WINNIPEG, MB. - The Manitoba Government has introduced legislation to protect investors and ensure that investment dealers follow the rules by strengthening the abilities of the Investment Industry Regulatory Organization of Canada (IIROC).
IIROC is the regulator of investment dealers and is recognized by and operates under authority delegated by the Manitoba Securities Commission (MSC).
“We are taking further action to protect investors in Manitoba,” said Minister Cameron Friesen. “Strengthening IIROC’s ability to collect fines assessed for wrongdoing will enhance the confidence of investors that those who break the rules will be held accountable.”
The proposed bill would amend The Commodity Futures Act and The Securities Act to give IIROC additional tools to more effectively and consistently enforce rules and discipline those who break them, including:
Fines and costs currently assessed after a hearing can only be enforced as long as the dealer involved remains a member of IIROC, but if the dealer registration is cancelled or if the dealer or representative resigns, IIROC has no way of enforcing collection.
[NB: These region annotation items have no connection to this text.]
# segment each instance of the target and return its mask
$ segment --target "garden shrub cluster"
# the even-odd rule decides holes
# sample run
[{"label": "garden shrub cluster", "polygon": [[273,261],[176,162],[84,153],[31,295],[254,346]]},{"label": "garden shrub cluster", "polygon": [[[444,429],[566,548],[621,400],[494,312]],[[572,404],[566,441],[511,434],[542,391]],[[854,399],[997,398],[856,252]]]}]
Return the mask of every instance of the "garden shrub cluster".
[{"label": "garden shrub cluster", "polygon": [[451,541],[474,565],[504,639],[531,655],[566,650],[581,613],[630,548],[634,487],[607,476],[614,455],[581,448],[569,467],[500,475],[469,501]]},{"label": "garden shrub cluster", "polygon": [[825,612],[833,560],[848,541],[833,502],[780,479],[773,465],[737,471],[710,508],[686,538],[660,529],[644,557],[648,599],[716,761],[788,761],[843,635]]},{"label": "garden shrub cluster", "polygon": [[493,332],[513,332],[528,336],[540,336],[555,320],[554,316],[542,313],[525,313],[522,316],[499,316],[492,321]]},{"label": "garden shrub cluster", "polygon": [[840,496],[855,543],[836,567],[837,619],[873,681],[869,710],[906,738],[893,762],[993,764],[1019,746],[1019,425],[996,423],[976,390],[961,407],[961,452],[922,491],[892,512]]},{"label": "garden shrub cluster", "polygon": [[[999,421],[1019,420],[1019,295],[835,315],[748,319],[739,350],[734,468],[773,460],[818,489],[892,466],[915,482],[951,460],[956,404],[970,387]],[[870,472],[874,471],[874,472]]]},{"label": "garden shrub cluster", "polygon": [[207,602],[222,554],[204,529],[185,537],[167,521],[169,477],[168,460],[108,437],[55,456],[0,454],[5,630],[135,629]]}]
The proposed legislation would strengthen IIROC’s ability to collect fines in Manitoba.
Other jurisdictions in Canada including Quebec, Ontario, Alberta and Prince Edward Island have already provided authority to IIROC to enhance its ability to collect fines, the minister noted.
“We thank the Minister of Finance and the Manitoba government for taking this important step to enhance investor protection – particularly for seniors who rely heavily on their retirement investments and represent the largest number of complaints we receive,” said IIROC president and chief executive officer, Andrew J. Kriegler. “By introducing these legislative changes, the Manitoba government is demonstrating it is serious about protecting investors and putting wrongdoers on notice that, if you break the rules and abuse the trust of your clients, you will pay the price and be held accountable.”
“We applaud the amendments introduced by the Manitoba government, which will strengthen IIROC’s authority to investigate and prosecute misconduct in the investment industry,” said Elizabeth Mulholland, chief executive officer, Prosper Canada. “This is particularly important for vulnerable Canadians who are often targeted and for regulators who need tools to protect investors from financial harm and to take strong enforcement action when rules are broken.”
“At CARP, we hear too many stories of seniors who’ve lost their entire life’s savings to rogue rule-breakers who abuse their positions of financial knowledge,” said Wanda Morris, vice president of advocacy, CARP. “Even one case of misconduct is one case too many. With fewer workplace pensions, lower interest rates, and increased longevity, our members’ nest eggs are more important than ever. Today’s changes will give IIROC more authority to demand accountability and seek justice, an important step towards greater investor protection for all Canadians.”
The minister noted the province recently enacted legislation to allow automatic reciprocation and enforcement of orders made in other provinces, to help prevent individuals who have breached securities laws in these markets from trying to set up shop in Manitoba. Introducing The Commodity Futures Amendment and Securities Amendment Act is a further step forward to better protect investors, he added.
The proposed bill would come into force upon royal assent, Friesen noted.